Hello Benedikt,

On Tue, May 08, 2012 at 05:33:46PM +0200, Benedikt Fraunhofer wrote:
> Hello List,
> 
> I placed haproxy in front of our exchange cluster for OutlookAnywhere
> Clients (that's just RPCoverHTTP, port 443). SSL is terminated by
> pound and forwards traffic on loopback to haproxy.
> 
> Everything works but it's awfully slow when i use "mode http";
> requests look like this:
> 
> RPC_IN_DATA /rpc/rpcproxy.dll?[...] HTTP/1.1
> 
> HTTP/1.1 200 Success..Content-Type:application/rpc..Content-Length:1073741824
> 
> RPC_OUT_DATA /rpc/rpcproxy.dll?[..] HTTP/1.1
> 
> HTTP/1.1 200 Success..Content-Type:application/rpc..Content-Length:1073741824
> 
> (this is the nature of microsoft rpc I've been told, it's using two
> channels to make it "duplex")
> and are held open in both cases (mode tcp and mode http) due to long
> configured timeouts (and "no option httpclose" for the http-mode)
> 
> I can't see a big difference in how packets look, there's an awful lot
> of nearly empty packets
> with Syn and Push set, but that's in both cases. Packets reach 16k
> (that's the mtu of the loopback device)
> 
> The only difference you can see in the Outlook Connection Info Window
> is the response-time: with mode tcp it's around 16-200ms while in
> http-mode it's above 800ms.
> 
> Any hint?
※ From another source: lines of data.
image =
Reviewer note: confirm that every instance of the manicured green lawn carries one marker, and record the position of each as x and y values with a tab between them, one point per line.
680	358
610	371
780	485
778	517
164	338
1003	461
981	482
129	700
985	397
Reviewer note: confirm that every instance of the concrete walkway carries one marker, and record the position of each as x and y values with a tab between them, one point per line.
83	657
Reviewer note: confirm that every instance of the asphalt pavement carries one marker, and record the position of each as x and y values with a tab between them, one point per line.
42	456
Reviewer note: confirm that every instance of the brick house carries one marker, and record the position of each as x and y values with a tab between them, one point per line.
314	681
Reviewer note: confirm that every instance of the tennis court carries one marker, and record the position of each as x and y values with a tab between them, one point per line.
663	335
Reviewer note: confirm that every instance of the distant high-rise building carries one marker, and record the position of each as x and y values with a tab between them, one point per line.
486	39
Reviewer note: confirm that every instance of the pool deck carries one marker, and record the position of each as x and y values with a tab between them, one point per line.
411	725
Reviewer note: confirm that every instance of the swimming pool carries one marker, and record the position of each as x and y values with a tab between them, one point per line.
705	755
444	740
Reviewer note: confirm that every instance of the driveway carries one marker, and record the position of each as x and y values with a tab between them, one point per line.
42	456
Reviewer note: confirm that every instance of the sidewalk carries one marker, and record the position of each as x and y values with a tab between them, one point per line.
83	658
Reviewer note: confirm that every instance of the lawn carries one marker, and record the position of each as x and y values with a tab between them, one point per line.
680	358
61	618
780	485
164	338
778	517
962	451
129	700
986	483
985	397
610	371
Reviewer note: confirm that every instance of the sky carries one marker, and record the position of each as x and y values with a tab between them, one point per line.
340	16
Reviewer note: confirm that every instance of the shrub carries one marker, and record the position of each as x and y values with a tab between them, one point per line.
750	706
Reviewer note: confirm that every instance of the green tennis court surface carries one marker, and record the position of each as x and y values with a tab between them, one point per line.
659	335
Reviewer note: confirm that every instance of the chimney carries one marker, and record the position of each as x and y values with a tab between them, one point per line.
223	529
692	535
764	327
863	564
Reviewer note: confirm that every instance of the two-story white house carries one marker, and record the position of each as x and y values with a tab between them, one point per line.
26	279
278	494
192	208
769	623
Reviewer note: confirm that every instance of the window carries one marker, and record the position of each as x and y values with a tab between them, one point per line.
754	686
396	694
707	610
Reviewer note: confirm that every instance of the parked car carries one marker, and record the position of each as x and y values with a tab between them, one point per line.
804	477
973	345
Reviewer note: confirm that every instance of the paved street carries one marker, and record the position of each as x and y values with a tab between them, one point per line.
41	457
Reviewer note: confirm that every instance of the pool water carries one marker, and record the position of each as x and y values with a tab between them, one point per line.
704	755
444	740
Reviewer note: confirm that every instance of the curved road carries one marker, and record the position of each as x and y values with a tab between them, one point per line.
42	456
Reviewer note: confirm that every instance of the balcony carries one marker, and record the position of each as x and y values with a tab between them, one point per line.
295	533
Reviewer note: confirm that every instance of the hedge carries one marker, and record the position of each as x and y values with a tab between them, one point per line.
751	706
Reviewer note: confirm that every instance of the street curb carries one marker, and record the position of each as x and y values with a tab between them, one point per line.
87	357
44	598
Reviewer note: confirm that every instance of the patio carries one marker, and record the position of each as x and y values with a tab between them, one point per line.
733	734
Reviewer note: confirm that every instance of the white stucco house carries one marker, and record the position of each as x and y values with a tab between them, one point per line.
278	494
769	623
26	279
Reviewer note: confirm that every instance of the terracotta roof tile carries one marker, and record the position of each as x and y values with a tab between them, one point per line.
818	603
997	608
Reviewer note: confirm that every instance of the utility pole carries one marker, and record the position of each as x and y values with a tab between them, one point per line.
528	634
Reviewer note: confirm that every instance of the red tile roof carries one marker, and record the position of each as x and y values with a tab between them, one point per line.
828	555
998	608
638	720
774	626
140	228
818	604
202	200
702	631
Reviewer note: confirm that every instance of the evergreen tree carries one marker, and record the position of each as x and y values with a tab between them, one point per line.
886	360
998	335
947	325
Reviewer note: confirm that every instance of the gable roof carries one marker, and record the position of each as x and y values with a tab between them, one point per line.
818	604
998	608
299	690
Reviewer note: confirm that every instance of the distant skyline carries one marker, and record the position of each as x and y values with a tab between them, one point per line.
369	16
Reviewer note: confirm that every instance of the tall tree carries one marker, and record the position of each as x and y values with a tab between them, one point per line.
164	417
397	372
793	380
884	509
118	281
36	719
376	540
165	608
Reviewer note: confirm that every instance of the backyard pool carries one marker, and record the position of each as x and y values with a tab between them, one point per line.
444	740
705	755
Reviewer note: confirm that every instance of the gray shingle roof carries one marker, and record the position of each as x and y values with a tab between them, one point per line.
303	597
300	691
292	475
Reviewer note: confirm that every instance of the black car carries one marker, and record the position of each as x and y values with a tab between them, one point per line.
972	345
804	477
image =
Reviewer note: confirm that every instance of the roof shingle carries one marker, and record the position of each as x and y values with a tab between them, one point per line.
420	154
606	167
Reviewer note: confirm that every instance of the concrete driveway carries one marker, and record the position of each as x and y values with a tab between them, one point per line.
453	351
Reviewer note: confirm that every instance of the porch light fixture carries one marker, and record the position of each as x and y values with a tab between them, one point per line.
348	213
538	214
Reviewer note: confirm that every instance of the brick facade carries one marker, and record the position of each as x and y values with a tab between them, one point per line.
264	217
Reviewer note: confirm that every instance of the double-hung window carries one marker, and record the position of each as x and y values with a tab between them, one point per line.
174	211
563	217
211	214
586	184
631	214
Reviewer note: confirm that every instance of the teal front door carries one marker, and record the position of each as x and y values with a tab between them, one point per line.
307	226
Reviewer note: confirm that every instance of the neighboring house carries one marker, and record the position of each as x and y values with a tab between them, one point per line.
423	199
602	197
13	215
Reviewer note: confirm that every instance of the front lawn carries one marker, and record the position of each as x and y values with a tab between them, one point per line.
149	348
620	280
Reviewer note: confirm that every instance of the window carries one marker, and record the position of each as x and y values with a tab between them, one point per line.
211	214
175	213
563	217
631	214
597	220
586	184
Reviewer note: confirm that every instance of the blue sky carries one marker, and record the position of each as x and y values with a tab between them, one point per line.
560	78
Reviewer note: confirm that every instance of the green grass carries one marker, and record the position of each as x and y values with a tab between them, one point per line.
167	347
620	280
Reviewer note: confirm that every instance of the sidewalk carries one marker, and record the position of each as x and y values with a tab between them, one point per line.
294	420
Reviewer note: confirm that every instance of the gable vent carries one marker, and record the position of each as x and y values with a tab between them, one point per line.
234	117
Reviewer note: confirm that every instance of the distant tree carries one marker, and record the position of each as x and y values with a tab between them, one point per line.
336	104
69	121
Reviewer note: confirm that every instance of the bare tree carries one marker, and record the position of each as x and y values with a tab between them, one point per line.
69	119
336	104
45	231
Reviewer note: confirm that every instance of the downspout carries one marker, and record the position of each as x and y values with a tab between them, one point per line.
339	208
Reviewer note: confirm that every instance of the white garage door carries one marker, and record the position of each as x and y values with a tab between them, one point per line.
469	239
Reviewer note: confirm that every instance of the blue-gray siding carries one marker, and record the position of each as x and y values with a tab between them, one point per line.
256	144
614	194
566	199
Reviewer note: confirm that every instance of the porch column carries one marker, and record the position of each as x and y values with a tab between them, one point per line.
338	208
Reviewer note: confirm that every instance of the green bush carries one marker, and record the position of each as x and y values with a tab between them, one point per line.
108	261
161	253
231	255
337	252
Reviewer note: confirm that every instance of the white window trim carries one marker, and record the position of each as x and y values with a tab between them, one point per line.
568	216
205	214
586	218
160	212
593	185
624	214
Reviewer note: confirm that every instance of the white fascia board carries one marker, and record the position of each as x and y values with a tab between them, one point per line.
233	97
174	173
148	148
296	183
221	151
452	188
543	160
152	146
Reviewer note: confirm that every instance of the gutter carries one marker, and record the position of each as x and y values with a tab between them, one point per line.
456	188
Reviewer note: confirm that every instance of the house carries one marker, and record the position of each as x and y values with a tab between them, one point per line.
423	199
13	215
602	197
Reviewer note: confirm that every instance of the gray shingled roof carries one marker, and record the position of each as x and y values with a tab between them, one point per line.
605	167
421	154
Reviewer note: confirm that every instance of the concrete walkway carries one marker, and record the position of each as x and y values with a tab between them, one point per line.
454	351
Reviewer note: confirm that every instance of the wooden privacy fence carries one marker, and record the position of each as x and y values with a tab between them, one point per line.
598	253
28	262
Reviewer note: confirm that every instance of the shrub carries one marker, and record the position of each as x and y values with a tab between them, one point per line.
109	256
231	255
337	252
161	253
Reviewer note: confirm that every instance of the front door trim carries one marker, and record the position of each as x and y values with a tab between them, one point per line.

Or is mode-http of no use because I'll be unable to inject
> stuff into the session-cookie at all?

For such border-line uses, you need to enable "option http-no-delay". By
default, haproxy tries to merge as many TCP segments as possible. But in
your case, the application is abusing the HTTP protocol by expecting that
incomplete data will be immediately delivered to the other end (which is
wrong but it's not the first time microsoft does crappy things with HTTP,
see NTLM). Please note that such protocols will generally not work across
caches or anti-virus proxies.

With "option http-no-delay", haproxy refrains from merging consecutive
segments and forwards data as fast as they enter. This obviously leads
to higher CPU and network usage due to the increase of small packets,
but at least it will work as expected.